This is the first in a series of posts in which I plan to examine one of the fundamental concepts in ecology - the species-area relationship
Species conservation has always been intimately linked with the idea of habitat conservation. While habitat quality determines the amount of habitat required to protect a viable population of a given species, it’s only a modifier - the determining factor is area. Habitat quality can determine whether you need more or less area, but area is still the critical factor. While protected areas can be set aside for specific species, more commonly protected areas seek to protect as many species as possible. More land is likely to protect more species, but there are other factors that influence conservation decisions like the cost of land acquisition and the competing interests such as agriculture, mining or housing development.
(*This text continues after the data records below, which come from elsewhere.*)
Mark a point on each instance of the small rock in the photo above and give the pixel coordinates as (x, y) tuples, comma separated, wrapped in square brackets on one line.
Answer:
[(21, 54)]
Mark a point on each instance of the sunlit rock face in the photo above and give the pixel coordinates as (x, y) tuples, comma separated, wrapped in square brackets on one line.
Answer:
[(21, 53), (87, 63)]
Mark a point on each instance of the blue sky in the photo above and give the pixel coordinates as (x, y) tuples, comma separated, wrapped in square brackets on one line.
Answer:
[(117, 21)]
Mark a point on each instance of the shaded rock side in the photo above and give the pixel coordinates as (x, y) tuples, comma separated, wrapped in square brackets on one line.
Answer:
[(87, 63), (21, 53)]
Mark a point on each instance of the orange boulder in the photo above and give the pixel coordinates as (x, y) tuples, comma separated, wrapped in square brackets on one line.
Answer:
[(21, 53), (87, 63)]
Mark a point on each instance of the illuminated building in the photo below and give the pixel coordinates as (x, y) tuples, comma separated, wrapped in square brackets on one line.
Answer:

One way to maximise the number of species in a protected area is to include as many habitat types as possible. If you include a forest, a meadow, a marsh and a lake in your protected area, you are likely to get a lot more species than you would if you only had forest habitat. The heterogeneity of the area increases the number of species. (After all, you don’t find a lot of fish in a pine forest, or field mice in a lake.) But again, this overlays a simple factor of area. A larger tract of forest will probably have more species than a smaller tract of forest. A larger section of a marsh will probably have more species than a smaller section of marsh. This fact, known as the species-area relationship is fundamental in both ecology and conservation biology. The existence of a relationship between species richness and area is obvious to anyone who has taken the time to think about it, but it is still interesting enough that it has attracted the attention of generations of ecologists.
The fact that species richness increases with area is apparently to anyone who has taken a walk through a park. If I step outside my door and count the number of bird species I see, the number of species will increase as my sample increase. If my sample unit is “number of birds” (i.e., I sit on the front step and count birds) I will be compiling a species-individual curve. If my sample unit is area, I will be compiling a species-area curve. Since individuals exist in space, these two relationships are closely related (especially for things like plants, which are nice enough to stay put and wait for you to come and count them).
So lets say I start out from my door. The first thing I will see are sparrow - lots of sparrows. If I go north I am almost certain to see a robin on the lawn. Go a little further and I will see starlings and cowbirds, maybe some grackles. If I’m lucky, I will see some scissortail flycatchers. As my sample area increase, my species list can either stay the same, or increase. The smallest sample area - within a few feet of my front door - will have one species of bird. Increase that area to include the nearest patch of lawn, and I have two bird species. Keep going and I will add a third and a fourth. As long as I include everything I’ve seen already (what is called a nested species-area curve) there’s no way for my species list to decrease.
So we have deduced the existence of a species-area relationship. Seems a bit too trivial to be science, doesn’t it? Well, you’re right. There’s much more to it than that, but it all builds on some extremely basic ideas. But like any good idea in science, there’s plenty of predictable behaviour, and then there are the things that are a bit more difficult to figure out. In future posts I will look at some of these expected - and unexpected - behaviours, and how they helped make conservation biology into a scientific discipline.